Scraping Table Data from Multiple URLS, but first link is repeating

Question:

I’m looking to iterate through the URL with "count" as variables between 1 and 65.

Right now, I’m close but really struggling to figure out the last piece. I’m receiving the same table (from variable 1) 65 times, instead of receiving the different tables.

import requests
import pandas as pd

url = 'https://basketball.realgm.com/international/stats/2023/Averages/Qualified/All/player/All/desc/{count}'

res = []

for count in range(1, 65):
    html = requests.get(url).content
    df_list = pd.read_html(html)
    df = df_list[-1]
    res.append(df)

    print(res)
df.to_csv('my data.csv')

Any thoughts?

Asked By: Anthony Madle

||

Answers:

A few errors:

  • Your URL was templated incorrectly.
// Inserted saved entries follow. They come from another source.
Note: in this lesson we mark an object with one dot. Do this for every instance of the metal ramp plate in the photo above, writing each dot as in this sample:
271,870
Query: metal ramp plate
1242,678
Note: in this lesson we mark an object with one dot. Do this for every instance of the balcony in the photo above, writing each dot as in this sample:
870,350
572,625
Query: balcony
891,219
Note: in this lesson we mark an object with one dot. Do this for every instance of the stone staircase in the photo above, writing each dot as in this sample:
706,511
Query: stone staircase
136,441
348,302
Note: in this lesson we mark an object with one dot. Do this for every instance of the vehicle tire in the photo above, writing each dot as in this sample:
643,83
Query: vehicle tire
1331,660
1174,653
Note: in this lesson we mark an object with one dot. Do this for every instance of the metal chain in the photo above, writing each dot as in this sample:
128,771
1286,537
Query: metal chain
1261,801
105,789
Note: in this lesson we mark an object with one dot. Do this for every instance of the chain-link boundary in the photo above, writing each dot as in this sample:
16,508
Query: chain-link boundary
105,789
It remains at .../{count} literally, without substituting or updating from the loop variable.
  • If you want to get page 1 to 65, use range(1, 66)
  • Unless you want to export only the last dataframe, you need to concatenate all of them first
# No count here, we will add it later
url = 'https://basketball.realgm.com/international/stats/2023/Averages/Qualified/All/player/All/desc'
res = []

for count in range(1, 66):
    # pd.read_html accepts a URL too so no need to make a separate request
    df_list = pd.read_html(f"{url}/{count}")
    res.append(df_list[-1])

pd.concat(res).to_csv('my data.csv')
Answered By: Code Different